Mt. Airy

  MOUNT AIRY, TEXAS


   When the Texas Central Railway paused in December 1880 on Mt. Airy Hill just east of present day Comyn, to determine the best route and method of descending the hill, they laid out the town that they planned to grow to become the primary city in the area.  Located just inside Erath County, the community had a depot, three stores and two saloon by February 1881.  A new home was under construction for a Mr. Morrison  opposite the depot on Front Street and R.T. Childs was doing a general receiving and forwarding commission house business.  Two passenger, mail and express trains arrived in the city on a daily basis.  On July 1, 1881, Mt. Airy became the western most city on the railroad to get telegraph service.

      The plat for Mt. Airy called for 64 blocks subdivided into lots and an additional 68 blocks that could be subdivided.  The 132 planned blocks far eclipsed the 33 blocks laid out for De Leon by the same crew four months later.

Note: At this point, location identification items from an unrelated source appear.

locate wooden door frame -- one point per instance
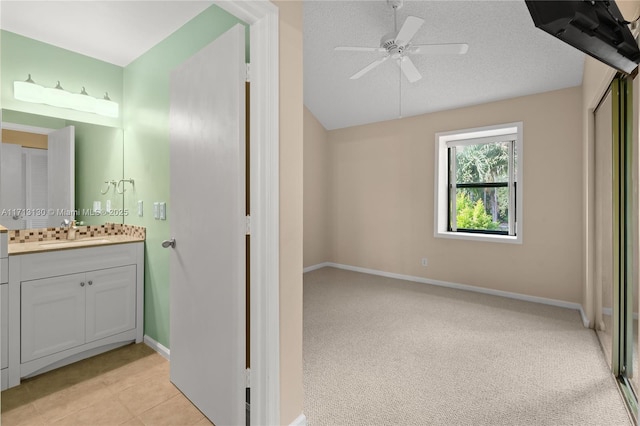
(262, 16)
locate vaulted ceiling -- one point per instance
(507, 57)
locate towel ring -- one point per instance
(120, 189)
(108, 185)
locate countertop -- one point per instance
(53, 245)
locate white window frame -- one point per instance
(474, 136)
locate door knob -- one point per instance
(169, 243)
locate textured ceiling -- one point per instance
(507, 57)
(113, 31)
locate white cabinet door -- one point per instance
(52, 316)
(111, 302)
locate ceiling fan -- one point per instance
(397, 45)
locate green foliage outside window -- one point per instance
(471, 215)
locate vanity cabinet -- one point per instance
(72, 304)
(64, 312)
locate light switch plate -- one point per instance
(163, 211)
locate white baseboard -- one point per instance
(314, 267)
(585, 320)
(158, 347)
(301, 420)
(465, 287)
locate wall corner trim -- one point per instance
(316, 266)
(510, 295)
(301, 420)
(158, 347)
(585, 318)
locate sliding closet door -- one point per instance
(604, 224)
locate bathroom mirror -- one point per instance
(97, 165)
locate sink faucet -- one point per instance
(71, 231)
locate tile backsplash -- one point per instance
(59, 233)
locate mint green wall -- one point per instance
(47, 64)
(98, 156)
(146, 132)
(98, 159)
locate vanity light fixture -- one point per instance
(30, 91)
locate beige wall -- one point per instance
(382, 192)
(317, 175)
(291, 157)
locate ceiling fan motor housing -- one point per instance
(395, 3)
(388, 42)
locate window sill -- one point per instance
(488, 238)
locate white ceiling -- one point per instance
(113, 31)
(507, 57)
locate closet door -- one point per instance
(604, 224)
(12, 187)
(36, 186)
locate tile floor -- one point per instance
(126, 386)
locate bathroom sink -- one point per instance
(73, 243)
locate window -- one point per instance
(479, 184)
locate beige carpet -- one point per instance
(379, 351)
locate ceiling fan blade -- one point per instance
(410, 27)
(439, 49)
(409, 69)
(359, 49)
(368, 68)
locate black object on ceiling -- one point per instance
(595, 27)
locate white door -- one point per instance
(12, 200)
(36, 187)
(207, 262)
(61, 171)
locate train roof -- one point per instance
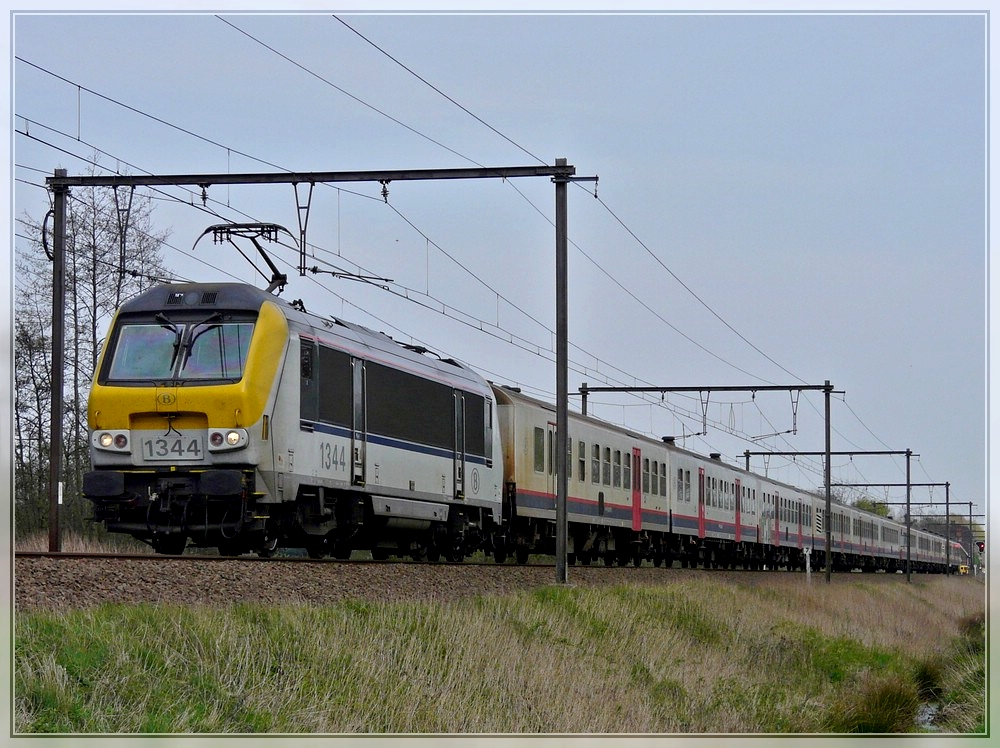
(242, 296)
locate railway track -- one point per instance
(80, 580)
(44, 580)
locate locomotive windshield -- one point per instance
(209, 349)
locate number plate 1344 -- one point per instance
(173, 447)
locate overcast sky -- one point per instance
(783, 198)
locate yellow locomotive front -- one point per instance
(178, 416)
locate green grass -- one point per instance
(689, 657)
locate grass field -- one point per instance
(779, 656)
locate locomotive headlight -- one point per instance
(112, 441)
(220, 441)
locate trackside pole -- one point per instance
(562, 375)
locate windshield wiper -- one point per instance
(193, 336)
(165, 322)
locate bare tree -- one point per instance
(113, 252)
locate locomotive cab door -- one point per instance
(359, 429)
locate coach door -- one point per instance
(359, 430)
(739, 511)
(551, 475)
(701, 502)
(459, 445)
(636, 489)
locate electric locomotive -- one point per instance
(223, 416)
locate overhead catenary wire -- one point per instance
(208, 140)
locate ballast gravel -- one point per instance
(46, 582)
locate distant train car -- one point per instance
(223, 416)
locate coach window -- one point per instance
(539, 450)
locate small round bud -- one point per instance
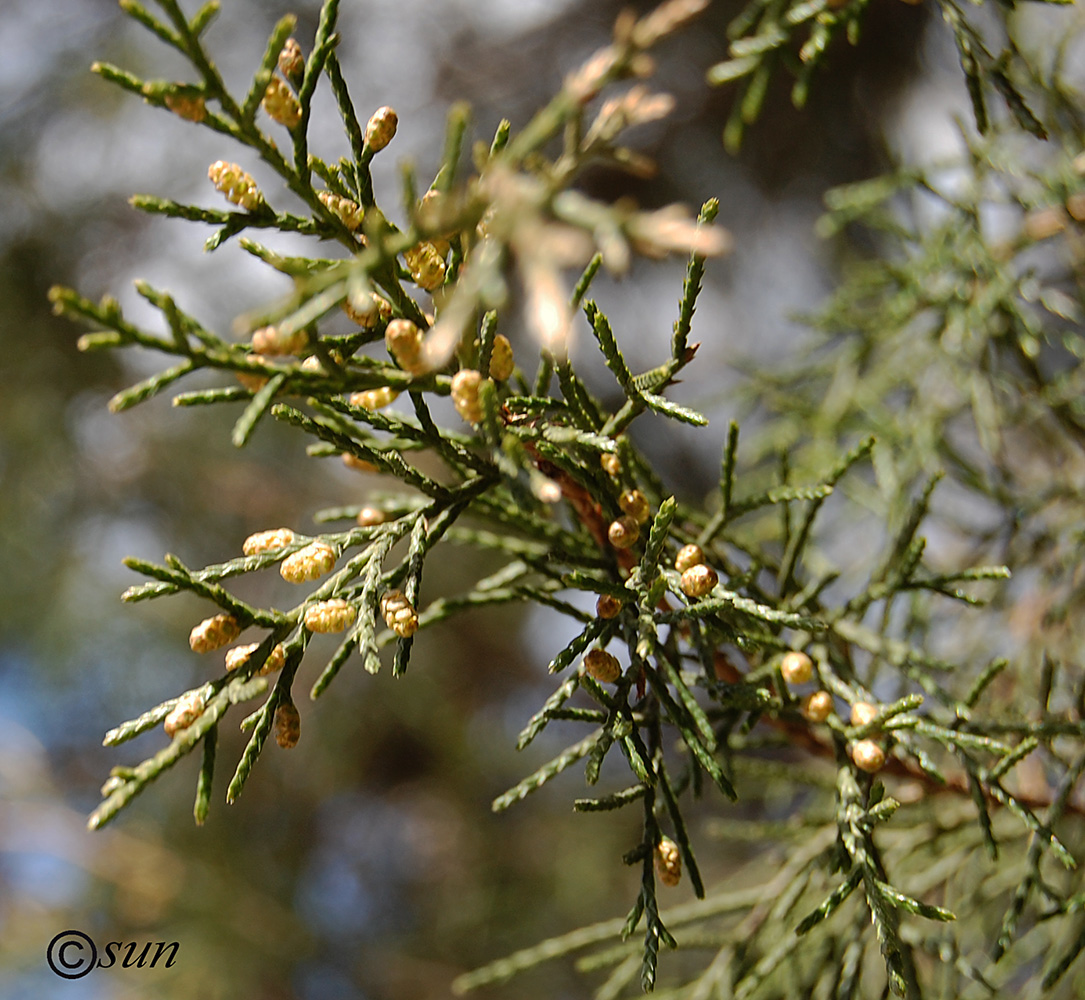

       The building materials and a construction train arrived on December 11, 1880 probably to construct a depot.  The  plat was recorded in the Erath County records on December 21, and a town lot sale was held on December 31, after 5,000 broadsides were distributed throughout Texas announcing the sale.

     Once De Leon was established, the rail distribution center for Comanche and Brown counties traffic shifted away from Mt. Airy.   Then in 1891 the Railroad Commission forced the Texas Central to stop in Dublin thereby drawing away more business from Mt. Airy.   The Texas Central was still operating a depot in the town as late as 1887.  Wood burning engines coming from De Leon could not generate enough power to make it up the hill if they stopped in Comyn and so the eastbound trains stopped in Mt. Airy.    Once coal replaced wood, there was no reason to maintain the depot in Mt. Airy and the town disappeared.

       Part of the reason for the decline may also have been the lack of water.  The area experienced several droughts in  the 1880s, the first in the summer of 1881 and a severe drought in 1886-87.  It is difficult to find well water in a swarth of land that runs from the eastern edge of De Leon to Mt. Airy Hill and it is probable the town never was able to achieve a steady growth as did De Leon and Dublin.  An attorney for the railroad wrote to his partner in 1881 that he had purchased a well in Comanche County from a Mr. Logsdon but there was a deed problem.  He noted, “The well is of the greatest importance to the Ry Co. & must be secured at any cost.”

        John Gorman who operated a store in Mt. Airy, purchased one of the nine lots sold at the De Leon auction and announced he would soon be moving to De Leon.  He became a partner with W.C. Streety and was one of De Leon’s early leaders.